The funding will also go toward developing new ways to combat livestock diseases.

Funded under BBSRC's Animal Health Research Club, these awards are the first round in a five-year partnership that involves the Scottish Government and a consortium of industry partners from the dairy, livestock, and aquaculture sectors. Through this round and a second one, which will open in mid-October, the ARC plans to award a total of £9.5 million.

Investigators at the Roslin Institute and the University of Edinburgh received £540,000 from BBSRC, as well as £240,000 from Genus and £63,000 from Recombinetics, to try to genetically engineer pigs that would be resistant to the porcine reproductive and respiratory syndrome virus by manipulating the CD163 gene. The virus causes the most costly disease to the European pig industry, and costs the US industry around $600 million annually.

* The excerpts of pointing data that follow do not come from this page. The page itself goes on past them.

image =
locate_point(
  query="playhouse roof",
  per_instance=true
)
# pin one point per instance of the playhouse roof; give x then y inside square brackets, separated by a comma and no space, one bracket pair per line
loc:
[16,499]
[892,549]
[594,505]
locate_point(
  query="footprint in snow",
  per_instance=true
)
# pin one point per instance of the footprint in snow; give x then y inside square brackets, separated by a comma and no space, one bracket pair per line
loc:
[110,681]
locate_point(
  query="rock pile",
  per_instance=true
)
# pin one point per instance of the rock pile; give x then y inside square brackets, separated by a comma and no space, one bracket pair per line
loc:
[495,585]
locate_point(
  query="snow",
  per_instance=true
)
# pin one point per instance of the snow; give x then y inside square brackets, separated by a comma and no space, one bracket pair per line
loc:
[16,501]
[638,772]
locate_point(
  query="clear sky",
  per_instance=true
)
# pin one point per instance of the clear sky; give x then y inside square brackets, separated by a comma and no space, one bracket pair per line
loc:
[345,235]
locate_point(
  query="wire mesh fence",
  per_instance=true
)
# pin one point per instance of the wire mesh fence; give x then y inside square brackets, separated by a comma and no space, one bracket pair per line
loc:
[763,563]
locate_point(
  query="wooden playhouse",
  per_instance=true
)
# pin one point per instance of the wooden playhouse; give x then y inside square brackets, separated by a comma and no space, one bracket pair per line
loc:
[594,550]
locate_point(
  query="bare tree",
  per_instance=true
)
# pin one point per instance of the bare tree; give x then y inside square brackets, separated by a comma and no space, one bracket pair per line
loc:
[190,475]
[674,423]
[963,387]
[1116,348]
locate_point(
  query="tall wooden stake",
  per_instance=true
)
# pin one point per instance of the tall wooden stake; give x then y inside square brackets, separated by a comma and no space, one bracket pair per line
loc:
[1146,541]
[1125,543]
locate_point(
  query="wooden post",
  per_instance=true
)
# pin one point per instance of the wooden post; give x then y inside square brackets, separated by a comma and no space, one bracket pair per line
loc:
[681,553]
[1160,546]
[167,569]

Researchers at the Pirbright Institute and the University of Glasgow received a £343,000 grant, as well as £100,000 of in-kind funding from the animal health firm Zoetis. They plan to use DNA sequencing to study molecular changes that occur in infectious bronchitis virus, which causes outbreaks in chickens. Vaccines, consisting of live forms of the virus, exit, but they may revert to a pathogenic form. "[T]he exact processes that drive changes in the virus during vaccine production are poorly understood," BBSRC said, and "[u]nderstanding these basic processes is essential to the development of future vaccines and to reduce the threat of reversion."

A team involving partners at Pirbright and the Wellcome Trust Sanger Institute will use an award of £619,000 to analyze genetic material in chickens with the aim of identifying proteins that give them protection against bird flu infection.

Researchers at Roslin, the University of Edinburgh, and Scotland's Rural College won a £830,000 award to use genome sequencing to identify genomic predictors of bovine tuberculosis infections, which could be used to breed cattle with bTB resistance.

Other investigators at Roslin and the University of Edinburgh, along with partners from the Royal Veterinary College, received a £713,000 grant to genetically map disease resistance and responses to vaccines for coccidiosis, a poultry disease.

University of Warwick and University of Nottingham researchers won a £505,000 grant to identify all the bacteria present in milk samples from 200 cows with the aim of finding out if there are bacteria colonies in the udders of cows that prevent the disease mastitis in calves.

A team at the University of Glasgow received a £449,000 award to use statistical models to find out more about how genetic diversity in the major histocompatibility complex may be involved in resistance to roundworm infection in sheep.